For AI valuations, this is an important distinction. A tool can be useful without immediately changing earnings. A business can become more efficient in small ways without producing the kind of margin expansion markets are expecting.

The timing risk for AI stocks

Slok’s warning comes down to timing. If the productivity bump takes five years instead of five months, many AI stocks face a painful repricing.

That sentence captures the pressure inside the current market narrative. Investors are not only betting that AI will matter. They are betting that it will matter quickly enough to justify today’s valuations.

If cash flows trail behind expectations, the market may need to reset. The source also notes that falling token costs could cap hyperscaler revenue, adding another pressure point for companies tied to AI infrastructure and usage.

The issue is not whether AI can make employees more productive in specific tasks. The larger question is whether those gains can spread across non-tech companies, be measured clearly, survive regulated environments, and turn into higher margins within the timeframe markets appear to expect.

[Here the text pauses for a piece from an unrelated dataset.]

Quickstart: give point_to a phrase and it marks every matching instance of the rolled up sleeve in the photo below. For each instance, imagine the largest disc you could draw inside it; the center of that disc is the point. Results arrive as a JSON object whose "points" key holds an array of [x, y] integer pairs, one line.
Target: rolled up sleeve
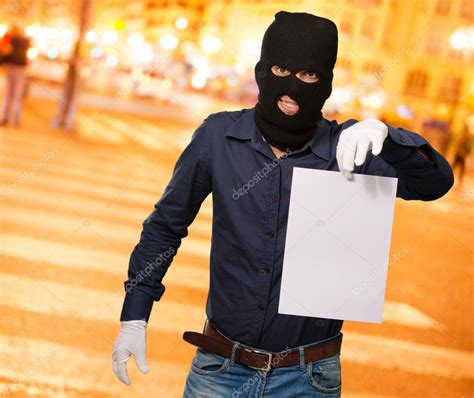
{"points": [[419, 178], [166, 226]]}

What investors should watch

The source points to a practical way to evaluate the AI story: look beyond adoption and focus on evidence of margin improvement outside tech.

Important questions follow from Slok’s argument:

  • Are S&P 493 companies showing visible margin gains from AI?
  • Are regulated industries able to overhaul processes quickly enough?
  • Can companies measure productivity improvements in knowledge work?
  • Are real cash flows keeping pace with market expectations?
  • Could falling token costs limit hyperscaler revenue?

Until those questions have stronger answers, the market’s AI expectations remain exposed to a timing problem. The technology may be moving fast, but the financial payoff across many industries may move much more slowly.